In his annual “State of the State” address, New Jersey Gov. Chris Christie promoted consolidation and civil service reform as a way to reduce property taxes. He then cited the consolidation of Princeton Township and Princeton Borough as an example of success and tax savings.
“Look at what happened last year in Princeton. Princeton Borough and Princeton Township consolidated into a single government. Not two tax departments, two police forces, two offices answering the phone. The savings in one year: $3 million. That’s on a budget of $64 million, a 4.7 percent savings,” Christie said. “And the citizens of Princeton got this: more services, despite a smaller budget, and a reduction in municipal taxes.”
Christie’s numbers are incorrect. The myth that the consolidation of the two Princetons would save $3 million in the town budget was debunked at a Princeton Council meeting last year, when some Princeton officials and consolidation advocates boasted that the consolidated Princeton budget for 2013 was $3 million less than the combined budgets for the two Princetons in 2012.
It turned out that $2.3 million of the $3 million was not actual savings.
Princeton Borough and Princeton Township both included expenses and revenue for the shared services the two municipalities jointly operated in both of their budgets every year. The former Borough and Township shared more than a dozen services, including a health department, a recreation department, and a human services department. To get to the $3 million savings figure, the Township and Borough budget totals were simply added up without accounting for the duplication.
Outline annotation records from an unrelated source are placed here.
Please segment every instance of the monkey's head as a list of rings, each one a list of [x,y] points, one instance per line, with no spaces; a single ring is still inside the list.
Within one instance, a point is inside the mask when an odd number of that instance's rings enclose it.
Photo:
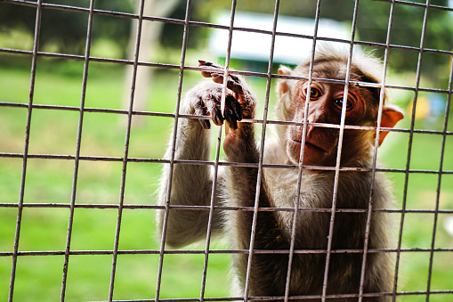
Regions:
[[[379,108],[380,87],[363,86],[351,83],[347,98],[344,96],[349,52],[331,47],[317,50],[314,58],[311,84],[305,79],[280,79],[279,83],[279,103],[277,111],[281,120],[303,123],[304,110],[308,104],[309,123],[340,125],[342,107],[346,99],[345,125],[376,127]],[[280,67],[279,74],[308,78],[310,61],[299,64],[295,69]],[[355,55],[351,64],[350,81],[381,83],[380,62],[365,55]],[[326,80],[327,79],[327,80]],[[337,80],[337,81],[336,81]],[[381,127],[392,127],[403,118],[401,110],[384,103]],[[287,153],[292,163],[299,162],[302,125],[284,127]],[[379,145],[388,131],[380,131]],[[313,166],[335,166],[338,147],[339,129],[310,125],[307,127],[303,164]],[[376,131],[345,129],[343,138],[341,165],[354,164],[369,157],[375,144]]]

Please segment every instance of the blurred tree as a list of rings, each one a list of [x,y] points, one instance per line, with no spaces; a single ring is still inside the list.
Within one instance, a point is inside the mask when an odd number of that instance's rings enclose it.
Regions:
[[[135,2],[135,13],[139,13],[140,0]],[[148,0],[144,2],[143,15],[145,16],[159,16],[167,17],[176,8],[180,0]],[[158,50],[160,34],[162,32],[162,22],[144,21],[142,24],[142,37],[140,41],[140,52],[138,60],[141,61],[150,61],[150,56]],[[133,60],[135,54],[135,42],[137,35],[138,21],[133,20],[132,27],[128,58]],[[181,46],[180,46],[181,47]],[[133,100],[134,110],[144,110],[146,109],[150,86],[152,83],[153,68],[139,68],[137,69],[137,76],[135,82],[135,93]],[[131,100],[131,83],[133,78],[133,66],[127,65],[125,78],[125,92],[123,96],[124,108],[129,108]],[[142,116],[135,116],[134,124],[140,124]]]

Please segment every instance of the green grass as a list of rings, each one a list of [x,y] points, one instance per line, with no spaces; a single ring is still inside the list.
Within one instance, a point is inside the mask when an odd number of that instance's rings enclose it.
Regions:
[[[35,104],[75,106],[80,104],[83,63],[39,59]],[[147,110],[174,112],[178,84],[177,72],[155,75]],[[0,66],[0,102],[27,103],[29,69]],[[86,107],[125,109],[123,95],[123,69],[116,66],[92,63],[86,90]],[[186,72],[183,90],[200,77]],[[265,82],[255,79],[252,86],[263,100]],[[273,89],[273,87],[272,87]],[[35,109],[32,112],[29,153],[74,154],[78,127],[78,111]],[[27,109],[0,107],[0,152],[23,152]],[[161,159],[173,125],[172,118],[144,117],[133,124],[130,157]],[[399,125],[408,127],[409,118]],[[421,124],[417,124],[419,127]],[[439,127],[439,126],[436,126]],[[450,127],[450,130],[451,130]],[[85,112],[84,115],[81,155],[122,157],[125,135],[125,116]],[[404,168],[408,151],[407,134],[391,134],[379,157],[386,167]],[[411,153],[411,168],[438,169],[441,137],[416,135]],[[444,169],[453,170],[453,139],[447,140]],[[21,159],[0,158],[0,202],[17,203],[20,196]],[[155,192],[160,165],[128,163],[125,179],[125,204],[155,204]],[[74,160],[28,160],[24,202],[69,203]],[[122,163],[80,161],[77,203],[117,204]],[[404,175],[389,174],[394,182],[397,208],[401,207]],[[408,208],[434,208],[437,175],[411,174],[409,178]],[[442,176],[441,208],[453,208],[453,177]],[[64,250],[69,208],[24,208],[19,249]],[[76,208],[72,250],[111,250],[117,210]],[[397,221],[400,215],[392,214]],[[439,216],[435,246],[452,248],[453,239],[442,227],[447,215]],[[0,207],[0,252],[13,249],[17,208]],[[151,209],[125,209],[119,240],[120,249],[158,249]],[[407,214],[403,228],[403,248],[429,248],[433,233],[433,214]],[[215,247],[224,246],[215,243]],[[203,244],[194,249],[203,249]],[[199,297],[203,255],[166,255],[160,298]],[[69,257],[66,298],[68,301],[107,299],[111,270],[111,255],[81,255]],[[16,301],[47,301],[60,298],[62,256],[21,256],[18,258],[14,290]],[[229,265],[227,255],[210,255],[206,295],[228,297]],[[425,290],[428,275],[429,253],[401,254],[399,290]],[[119,255],[115,280],[115,299],[153,298],[158,276],[158,256]],[[12,257],[0,257],[0,299],[8,295]],[[433,261],[432,289],[453,290],[451,253],[439,252]],[[445,298],[445,297],[443,297]],[[417,301],[425,297],[400,298]],[[399,298],[400,300],[400,298]],[[441,301],[441,296],[432,296]]]

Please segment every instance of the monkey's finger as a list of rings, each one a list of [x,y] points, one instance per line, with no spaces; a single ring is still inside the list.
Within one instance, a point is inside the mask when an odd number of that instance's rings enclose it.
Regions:
[[[225,108],[225,119],[230,125],[230,127],[236,130],[238,129],[238,121],[236,120],[236,117],[234,116],[233,112],[229,109]]]
[[[223,71],[223,67],[217,65],[217,64],[214,64],[210,61],[206,61],[204,60],[198,60],[198,67],[206,67],[206,68],[209,68],[210,69],[221,69],[222,71]],[[211,78],[211,74],[213,72],[214,72],[214,71],[201,71],[201,76],[203,76],[205,78]]]
[[[211,61],[204,61],[204,60],[198,60],[198,66],[206,66],[206,67],[213,67],[219,69],[223,69],[222,66],[214,64]]]
[[[209,115],[206,109],[204,106],[195,106],[193,114],[195,116],[206,116]],[[209,119],[204,119],[204,118],[198,118],[199,123],[201,124],[201,127],[205,129],[210,129],[211,128],[211,123],[209,122]]]
[[[213,73],[211,74],[211,78],[215,83],[223,84],[223,74]],[[242,85],[240,84],[239,78],[235,75],[228,75],[227,87],[238,94],[244,94]]]
[[[213,121],[215,125],[221,126],[223,124],[223,117],[222,116],[222,110],[215,107],[211,112],[211,116],[213,117]]]
[[[209,119],[198,119],[201,127],[205,129],[211,129],[211,123],[209,123]]]

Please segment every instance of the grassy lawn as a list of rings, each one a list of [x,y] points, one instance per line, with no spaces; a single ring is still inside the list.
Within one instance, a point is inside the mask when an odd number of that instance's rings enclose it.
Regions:
[[[66,65],[65,65],[66,64]],[[83,62],[53,62],[40,59],[37,63],[35,104],[79,106]],[[123,69],[101,63],[90,65],[85,107],[125,109],[122,104]],[[201,78],[186,72],[183,90]],[[29,91],[29,69],[11,69],[0,65],[0,102],[27,103]],[[148,110],[172,113],[174,110],[178,85],[177,71],[159,71],[151,86]],[[254,79],[252,86],[263,100],[265,82]],[[273,89],[273,87],[272,87]],[[75,154],[78,125],[77,111],[35,109],[32,114],[29,153]],[[23,152],[27,109],[0,107],[0,152]],[[451,125],[452,123],[450,123]],[[134,124],[131,133],[129,156],[161,159],[173,125],[172,118],[144,117]],[[409,127],[406,118],[400,127]],[[417,127],[425,127],[422,122]],[[440,125],[432,126],[439,128]],[[449,127],[452,130],[453,127]],[[122,157],[125,144],[125,116],[85,112],[84,116],[81,155]],[[408,134],[392,134],[387,146],[380,150],[381,161],[391,168],[404,168],[408,156]],[[439,168],[441,135],[416,135],[411,151],[410,168]],[[445,170],[453,170],[453,137],[447,139]],[[19,200],[21,159],[0,158],[0,203]],[[129,163],[125,179],[125,204],[155,204],[160,165]],[[74,160],[28,160],[24,201],[26,203],[69,203],[74,174]],[[76,201],[77,203],[117,204],[122,163],[117,161],[80,162]],[[394,182],[397,208],[403,199],[404,174],[389,176]],[[407,208],[433,209],[435,206],[438,175],[410,174]],[[442,176],[440,207],[453,208],[453,175]],[[20,251],[64,250],[68,228],[68,208],[24,208]],[[400,215],[394,216],[398,233]],[[115,237],[117,210],[77,208],[74,216],[71,249],[111,250]],[[119,249],[158,249],[152,209],[125,209]],[[439,216],[436,248],[453,248],[453,239],[443,224],[448,215]],[[0,207],[0,252],[12,251],[17,208]],[[405,216],[403,248],[430,248],[434,216],[409,213]],[[204,244],[192,247],[204,249]],[[224,245],[214,243],[214,248]],[[425,290],[429,253],[401,254],[399,290]],[[453,290],[451,252],[438,252],[433,259],[433,290]],[[166,255],[160,298],[197,298],[200,294],[204,256]],[[60,298],[61,256],[22,256],[18,259],[14,290],[16,301],[51,301]],[[111,255],[71,256],[67,285],[67,300],[107,299],[111,271]],[[210,255],[206,297],[228,297],[228,255]],[[0,257],[0,299],[8,295],[12,258]],[[115,281],[115,299],[153,298],[158,276],[158,256],[120,255]],[[433,301],[445,297],[433,295]],[[399,298],[400,300],[425,300],[423,296]]]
As an example, let’s say the Borough ran a joint service that cost $1 million a year. The Township reimbursed the Borough for a portion of the cost to operate that service. Both the Township and the Borough listed the same $1 million joint service in their budgets as line items. But the total cost of the service was still only $1 million. It was just accounted for in both budgets.
A more accurate picture of the budget savings this year when comparing it with last year would have been to only count the shared services budget once. But a $3 million is a much more impressive sounding number than $700,000.
When the $2.3 million shared services budgeting duplication is taken out of the equation, the actual decrease in the budget for the combined Princeton for 2013 was about $700,000. That’s a 1.1 percent reduction.
The only reason the duplication even came up in the budget discussion last year was because a resident asked officials to debunk the rumor on the streets that $2 million of the $3 million was not actual savings. To the resident’s surprise, officials confirmed that $2.3 million of the $3 million reduction included the duplicate shared services figures.
The original proposed budget for 2013 included a reduction of .7 cents per $100 of assessed property value and a municipal tax rate of 46.3 cents. That rate is in line with a $700,000 decrease in the overall budget. But town officials decided to dig in to the municipality’s surplus to lower the tax rate. Council President Bernie Miller voted against the budget because he didn’t think the town should be using so much surplus.
The consolidated tax rate for 2013 was 45.4 cents per $100 of assessed property value. The 2012 rate in Princeton Borough was 47 cents per $100 of assessed property value, and the Princeton Township municipal tax rate for 2012 was 47.1 cents per $100 of assessed property value.
In 2012, the owner of a home assessed at the 2012 Borough average of $747,665 paid about $3,514 in municipal property taxes. If that average homeowner’s assessment remained the same this year, the homeowner would pay $3,395 this year, or about $119 less than last year.
The owner of a Township home assessed at the township average of $826,636 paid $3,893 in municipal taxes in 2012. If that average had remained the same this year, the homeowner would pay about $3,753 in municipal taxes this year, or about $140 less than last year. That Township homeowner is also receiving trash pick up through the municipality now. Township homeowners previously had to pay for private trash pick up out of their own pockets.